Objectives:
- To understand the biological functions of toxicity pathway interactions in relation to external/internal exposure
- To confirm the causative effect between exposure and disease endpoint through theoretical (computational) and data mining from supportive in vitro models
- To combine mixed data, resulted from various sources, through the utilisation of advanced data mining analysis techniques for biomarker identification
- To provide the methodological tools for integrating multiple biomarkers into a mechanistic description of biological pathways relevant to environment-wide health association studies
- To support the derivation of systems biology models for the internal exposome
- To provide data infrastructure support for storage of data, metadata and analysis pipelines for omics data emerging from cohorts (DIAMONDS and GSCF/dbNP) and integrate this into the HEALS database platform developed in WP12
Description of work and role of partners:
WP4-WP6 results (biomonitoring, omics and PBBK modeling) from cohort studies, together with environmental exposures (Stream 3), establish the exposome.

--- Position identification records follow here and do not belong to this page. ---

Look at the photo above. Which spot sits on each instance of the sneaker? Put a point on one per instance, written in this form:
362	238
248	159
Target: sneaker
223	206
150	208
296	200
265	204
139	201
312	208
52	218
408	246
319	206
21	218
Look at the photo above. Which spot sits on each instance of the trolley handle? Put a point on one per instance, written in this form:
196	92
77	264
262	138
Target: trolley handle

Derivation of predictive biomarkers based on data together with cohort specific omics data requires an infrastructure for storage, documentation and pre-processing of the large amount of data produced, the discovery of specific data patterns and/or clusters, the creation of a data models based on a training dataset and, finally, evaluation of that model with regard to its validity and prediction capacity on the basis of test data.

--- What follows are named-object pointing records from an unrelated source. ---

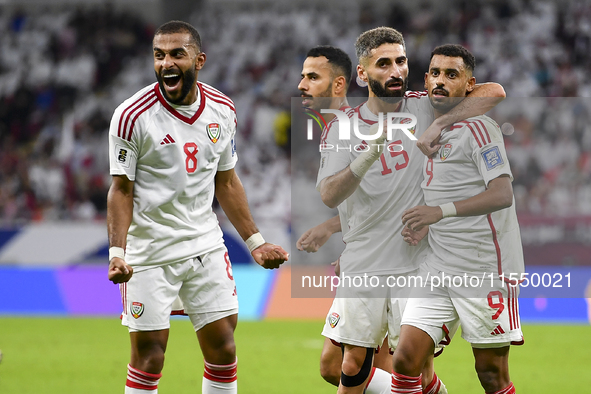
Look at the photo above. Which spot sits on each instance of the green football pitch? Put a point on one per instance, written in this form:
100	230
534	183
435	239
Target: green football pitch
75	355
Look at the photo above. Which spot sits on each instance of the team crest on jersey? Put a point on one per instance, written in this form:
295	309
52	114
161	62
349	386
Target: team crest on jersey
411	129
137	308
333	319
492	158
444	152
213	132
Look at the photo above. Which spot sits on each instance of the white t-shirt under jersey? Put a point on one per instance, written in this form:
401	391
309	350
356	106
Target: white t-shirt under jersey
374	245
472	154
172	153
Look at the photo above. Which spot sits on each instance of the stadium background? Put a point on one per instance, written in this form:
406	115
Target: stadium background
67	64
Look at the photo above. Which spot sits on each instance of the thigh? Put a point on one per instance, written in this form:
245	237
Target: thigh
209	287
216	340
357	321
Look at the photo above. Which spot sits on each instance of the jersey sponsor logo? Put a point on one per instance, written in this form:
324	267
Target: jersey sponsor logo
333	319
122	154
167	140
213	132
492	158
137	309
444	153
497	331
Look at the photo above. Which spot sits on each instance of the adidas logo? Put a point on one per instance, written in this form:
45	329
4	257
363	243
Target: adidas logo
167	140
498	330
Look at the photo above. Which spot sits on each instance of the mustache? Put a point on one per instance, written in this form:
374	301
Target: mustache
394	81
439	90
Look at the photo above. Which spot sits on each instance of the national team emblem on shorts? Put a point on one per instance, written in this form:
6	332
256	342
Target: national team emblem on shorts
444	153
406	121
333	319
137	308
213	132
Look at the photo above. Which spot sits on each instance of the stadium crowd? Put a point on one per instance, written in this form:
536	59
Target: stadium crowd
65	70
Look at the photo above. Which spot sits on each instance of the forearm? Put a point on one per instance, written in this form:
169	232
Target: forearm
119	214
491	200
333	224
337	188
482	99
232	199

In WP7 contemporary bioinformatics techniques will be applied and enhanced in order to select the most relevant omics data and derive specific data profiles for given exposure/disease pathways. WP7 mainly aims at determining predictive biomarkers based on heterogeneous datasets, resulted from human biomonitoring, omics and epigenetics analyses and PBBK modeling. This requires first the pre-processing of the large amount of data produced, the discovery of specific data patterns and/or clusters, the creation of data models based on training sets and, finally, the evaluation of the models with regard to their validity and prediction capacity on the basis of the test data. Therefore several approaches will be implemented from the fields of descriptive and predictive data mining to achieve our goals. Their results will be systematically assessed and the model that best describes our exposome data will be employed to the subsequent population surveys.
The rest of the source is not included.